Transformation (Andreas & Mimmi)
- Add 1 ul plasmid to 100 ul thawed, competent cells of choice. Hold cells on ice for 30 min.
- Heat-shock cells for 55 sec in 42°C. Return to ice.
- Add 900 ul LB medium and grow cells in 37°C, 250 rpm for 1 hour.
- This allows cells to start expressing antibiotic resistance gene(s).
- Spin down cells at full speed (≈13.000 x g) for 15 sec.
- Remove 900 ul from the supernatant and gently resuspend pellet in remaining 100 ul.
- Plate 100 ul cells onto an LB agar plate with appropriate antibiotic(s).
Transformation (Nina & Johan)
From NEB 5-alpha competent E.coli (High Efficiency) NEW ENGLAND BioLabs
1. Thaw a tube of NEB 5-alpha competent E.coli cells on ice for 10 minutes. 2. Add 1-5 µl containing 1 pg-100 ng of plasmid DNA to the cell mixture. Carefully flick the tube 4-5 times to mix cells and DNA. Do not vortex. 3. Place the mixture on ice for 30 min. Do not mix. 4. Heat shock at 42°C for 30 seconds. Do not mix. 5. place on ice for 5 min. Do not mix. 6. Pipette 950 µl of room temp. SOC into the mixture. 7. Place at 37°C for 30-60 min, 250 rpm. 8. warm selection plates to 37°C. 9. Perform 10-fold dilutions in SOC (if necessary). 10. Spread 50-100 µl of the sample onto a selection plate and incubate overnight at 37°C.

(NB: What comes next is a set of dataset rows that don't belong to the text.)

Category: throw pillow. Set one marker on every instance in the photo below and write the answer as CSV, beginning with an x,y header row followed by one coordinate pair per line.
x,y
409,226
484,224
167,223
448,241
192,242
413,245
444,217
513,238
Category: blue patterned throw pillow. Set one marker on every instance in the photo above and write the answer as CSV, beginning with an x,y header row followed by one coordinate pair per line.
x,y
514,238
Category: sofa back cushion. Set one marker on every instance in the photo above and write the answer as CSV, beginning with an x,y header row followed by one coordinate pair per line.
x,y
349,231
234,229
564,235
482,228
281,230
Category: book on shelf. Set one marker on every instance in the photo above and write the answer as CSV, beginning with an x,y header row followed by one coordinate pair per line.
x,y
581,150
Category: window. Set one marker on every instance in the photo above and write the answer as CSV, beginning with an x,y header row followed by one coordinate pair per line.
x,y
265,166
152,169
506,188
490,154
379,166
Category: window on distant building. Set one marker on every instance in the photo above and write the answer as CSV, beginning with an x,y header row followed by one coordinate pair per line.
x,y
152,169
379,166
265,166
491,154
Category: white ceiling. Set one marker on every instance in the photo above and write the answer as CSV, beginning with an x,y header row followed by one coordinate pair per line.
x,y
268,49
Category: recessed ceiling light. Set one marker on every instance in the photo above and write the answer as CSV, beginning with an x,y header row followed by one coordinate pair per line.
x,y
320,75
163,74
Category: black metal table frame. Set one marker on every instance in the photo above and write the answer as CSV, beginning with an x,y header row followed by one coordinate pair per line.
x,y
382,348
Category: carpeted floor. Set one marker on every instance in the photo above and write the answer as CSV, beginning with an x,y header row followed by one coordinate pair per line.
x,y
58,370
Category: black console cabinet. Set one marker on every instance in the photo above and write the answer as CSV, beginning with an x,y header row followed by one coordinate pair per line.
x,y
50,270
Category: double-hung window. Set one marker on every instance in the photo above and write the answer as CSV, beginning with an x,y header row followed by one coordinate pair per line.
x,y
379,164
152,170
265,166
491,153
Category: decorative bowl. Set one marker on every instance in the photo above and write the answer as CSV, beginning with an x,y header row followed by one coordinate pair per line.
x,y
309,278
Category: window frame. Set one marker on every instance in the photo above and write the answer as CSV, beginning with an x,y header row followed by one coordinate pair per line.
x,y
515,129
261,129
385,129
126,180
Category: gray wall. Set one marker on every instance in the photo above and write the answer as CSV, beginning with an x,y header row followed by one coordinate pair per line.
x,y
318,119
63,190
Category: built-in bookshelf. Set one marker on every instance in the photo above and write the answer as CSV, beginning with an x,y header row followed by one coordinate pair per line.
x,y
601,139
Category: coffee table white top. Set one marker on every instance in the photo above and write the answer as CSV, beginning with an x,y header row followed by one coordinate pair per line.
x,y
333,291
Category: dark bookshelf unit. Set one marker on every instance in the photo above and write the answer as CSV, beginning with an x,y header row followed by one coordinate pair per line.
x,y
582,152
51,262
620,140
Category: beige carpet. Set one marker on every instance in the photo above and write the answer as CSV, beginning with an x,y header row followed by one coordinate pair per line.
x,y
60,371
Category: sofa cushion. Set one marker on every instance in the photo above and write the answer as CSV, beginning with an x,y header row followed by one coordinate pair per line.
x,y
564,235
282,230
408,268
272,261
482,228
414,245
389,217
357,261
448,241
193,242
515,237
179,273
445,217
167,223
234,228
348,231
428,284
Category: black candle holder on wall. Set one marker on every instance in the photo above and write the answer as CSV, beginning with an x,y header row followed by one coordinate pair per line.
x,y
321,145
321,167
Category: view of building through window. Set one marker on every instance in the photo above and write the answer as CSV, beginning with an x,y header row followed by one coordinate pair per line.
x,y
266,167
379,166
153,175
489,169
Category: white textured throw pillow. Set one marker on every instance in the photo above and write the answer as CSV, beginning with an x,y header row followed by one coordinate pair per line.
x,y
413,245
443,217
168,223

Colony PCR verification (Andreas & Mimmi)
- Pick four colonies and resuspend each in 10 ul LB.
- Let incubate in RT while preparing PCR tubes.
- Prepare each illustra PuReTaq Ready-To-Go PCR (GE Healthcare) tube as follows:
- 1.5 ul 10uM forward primer
- 1.5 ul 10uM reverse primer
- 21 ul dH2O
- Adjust dH2O volume according to primer concentrations, if needed.
- Add 1.0 ul of the cell suspension (template DNA) to a final volume of 25 ul. Vortex to mix.
- Run PCR amplification.
- Hot-start: 95°C - 1 min
- 30 cycles
- Denaturation: 95°C - 30 s
- Annealing: x°C - 30 s (Adjust temperature according to primers)
- Elongation: 72°C - Calculate from expected sequence length, x kb/min
- Elongation: 72°C - 10 min
- Analyze PCR products by agarose gel electrophoresis.